What I’m working on now: 30 til 30

Right now I’ve got a few different comics projects in the works and I plan to do some writing about them here.  I’ll start with how each project came to be, and then I’ll continue with progress updates in the weeks and months to come.  It’s been a while since this blog has seen the light, (in terms of seeing the light of day, not seeing the light in the epiphany sense…just so we’re clear), and this seemed a good way to get back into things.

First up is the project I’ve titled “30 til 30.”

I turned 30 in November of 2013, and in the months leading up to this seemingly important birthday I started to worry that I hadn’t accomplished all I’d hoped to by this point–namely on the comics front.  A comics-making challenge seemed a good way to alleviate this anxiety, as it would mean jamming a little chunk of productivity into the waning days of my twenties.  Also I felt like I needed a low-pressure project to get me into the mode of drawing regularly again, something I had trouble doing in the late summer and early fall.

So I decided: I would draw one single-page journal comic every day for the last month of my 20s.  Hence the 30 til 30 title–30 days (approximately) until I’d reached 30 years of age.  I laid down some ground rules in my introductory comic:


I tried my best to work as quickly as possible.  I did all of the planning and drew all of the final comics in my 8 1/2″ x 11″ sketchbook–planning on the left side of the book, comics on the right:


Keeping all the work in a sketchbook rather than drawing on my usual bristol board helped to keep the work feeling loose and low-pressure.  Sometimes I would just jot down a few notes and draw from there:



Sometimes I’d write out text, and would sketch a little panel layout:





Usually changes would happen in the translation from sketch to finished page.

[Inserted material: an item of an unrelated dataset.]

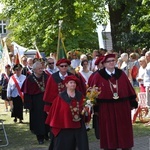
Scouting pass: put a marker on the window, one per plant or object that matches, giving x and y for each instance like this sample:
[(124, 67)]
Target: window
[(2, 26)]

In any case, that second rule, the one about two hours per page–that one got thrown out of the window almost instantly.  Even the loosest crowd scenes can take me over two hours, and even the quickest of ink wash/shading eats up time.  So basically what would happen is I’d fall behind in drawing, and then fall behind in my notes, and then I’d have to go back and jot down what I’d remembered over the prior two or three days. I also ran out of pages in my sketchbook!  So…here’s what the notes on each day had turned into by the end:


And, truth be told…I am still catching up with the last of these.  Sometimes I am mad at myself for my long, slogging pace, and for the immediacy of memories that has been sacrificed as a result.  But I’ve found that as I work on these comics, fleshing out my minimal sketches and sentence fragments, the days do come back to me.  And I’m happy that I’ve stuck with it (and am continuing to stick).  More comics to follow.